Ishbia first made the prediction publicly in October during a speech at the annual Fuse conference staged by the Association of Independent Mortgage Experts. Speaking to a rapt crowd in Las Vegas, he made clear he’s placing his bets on the refi resurgence.

Doubling down on refi boom prediction

His reinforced view came amid an earnings call last week during which UWM Holdings officials revealed originations of $31.8 billion in Q2, up from $22.3 billion the prior quarter and $29.9 billion the same time last year. Purchases helped drive the majority of that that uptick, accounting for $28 billion of total originations. Net income was $228.8 million, a return to profit after a $138.6 million net loss in the first quarter, as well as adjusted diluted earnings per share of $0.11 and a jump in overall revenue to $587.5 million.

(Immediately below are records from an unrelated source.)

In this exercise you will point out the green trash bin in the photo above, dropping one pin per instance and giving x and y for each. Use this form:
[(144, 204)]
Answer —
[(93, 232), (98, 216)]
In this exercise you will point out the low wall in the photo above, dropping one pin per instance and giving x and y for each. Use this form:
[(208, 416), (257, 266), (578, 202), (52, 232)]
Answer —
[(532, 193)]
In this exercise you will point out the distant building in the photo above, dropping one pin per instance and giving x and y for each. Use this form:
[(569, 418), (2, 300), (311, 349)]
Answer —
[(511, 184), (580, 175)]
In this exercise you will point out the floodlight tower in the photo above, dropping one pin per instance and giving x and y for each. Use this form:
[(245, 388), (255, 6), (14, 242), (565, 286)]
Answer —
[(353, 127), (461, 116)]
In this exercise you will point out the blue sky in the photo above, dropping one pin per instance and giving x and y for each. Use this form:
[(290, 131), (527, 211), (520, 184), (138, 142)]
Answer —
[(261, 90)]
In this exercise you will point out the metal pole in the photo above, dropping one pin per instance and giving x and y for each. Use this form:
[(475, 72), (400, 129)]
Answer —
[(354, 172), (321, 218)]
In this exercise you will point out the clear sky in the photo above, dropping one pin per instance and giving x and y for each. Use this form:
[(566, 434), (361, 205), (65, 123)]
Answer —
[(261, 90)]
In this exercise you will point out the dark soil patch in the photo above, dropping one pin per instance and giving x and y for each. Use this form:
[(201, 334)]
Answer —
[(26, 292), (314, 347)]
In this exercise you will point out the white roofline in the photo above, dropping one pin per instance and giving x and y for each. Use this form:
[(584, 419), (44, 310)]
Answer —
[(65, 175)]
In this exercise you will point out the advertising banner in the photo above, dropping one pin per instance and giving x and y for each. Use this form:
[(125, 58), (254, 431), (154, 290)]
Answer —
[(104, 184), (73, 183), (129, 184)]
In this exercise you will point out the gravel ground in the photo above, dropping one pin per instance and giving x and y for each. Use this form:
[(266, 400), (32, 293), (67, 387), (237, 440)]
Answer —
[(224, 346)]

It’s all about scale, he said, unabashedly adopting braggadocios tones in speaking of his firm’s quarterly results: “Scale is the name of the game, and that is why we’ve been winning and we’re going to continue to win going forward,” he told investors. “Our business model succeeds in the up markets and the down markets. This is the ultimate down market, and we’re still winning.”

Even while making predictions of a new refi boom, he acknowledged not knowing when it might emerge: “I can’t wait for the big market to come,” he said. “It’s going to come. I don’t know when, as I said, but we are prepared at UWM and that’s why we are different than anyone else.”

Nevertheless, he acknowledged the challenging market: “It’s been a very difficult mortgage market over the last 18 months.”

In the next breath, he noted again the company’s financial performance, despite the headwinds. “But UWM has demonstrated its strength because of the foundation we’ve built for years and years. We can succeed in all of these markets. While other companies are exiting the market, losing money, shrinking and laying people off, we are the exact opposite. We are profitable, we are hiring, we are investing in technology and planning to continue to grow.”

UWM business model gaining attention

Given its recent balance sheet performance, UWM’s business model – yielding gains despite the softened market – is gaining attention. The Motley Fool, a private financial and investing advice company based in Alexandria, Va., broke down the reasons for the firm’s success while other firms languish.

In doing so, researchers examined the three basic business models used by mortgage companies, the most common being retail, marked by the use of loan officers or technology to find borrowers and assemble loans. The model has the highest margins but investment in technology or loan officer commissions can be sizable, The Motley Fool reported.

Then there’s the correspondent model where the mortgage company buys completed loans from a smaller lender before flipping it into the market – the preferred model of Mr. Cooper, The Motley Fool noted. While companies employing the model can do a lot of business, analysts noted, margins can be thin.

Which brings one to the broker model, the championed template at UWM. Mortgage brokers are treated as free agents who point the borrower to the company offering the best deal, The Motley Fool described. The broker assembles basic documents before sending the partially completed file to the mortgage company to fund the loan, according to the report.

The verdict: The broker model used by UWM performs better in a purchase-driven environment.

Just ask Ishbia, he’ll tell you: “We set another new, all-time quarterly record for purchase volume - $28 billion,” he told shareholders. “We did $28 billion of purchase That’s more business than anybody else did business altogether, and we are on pace for an all-time record purchase year here at UWM.”

It’s impossible to predict the future. But for now, it appears to be advantage UWM.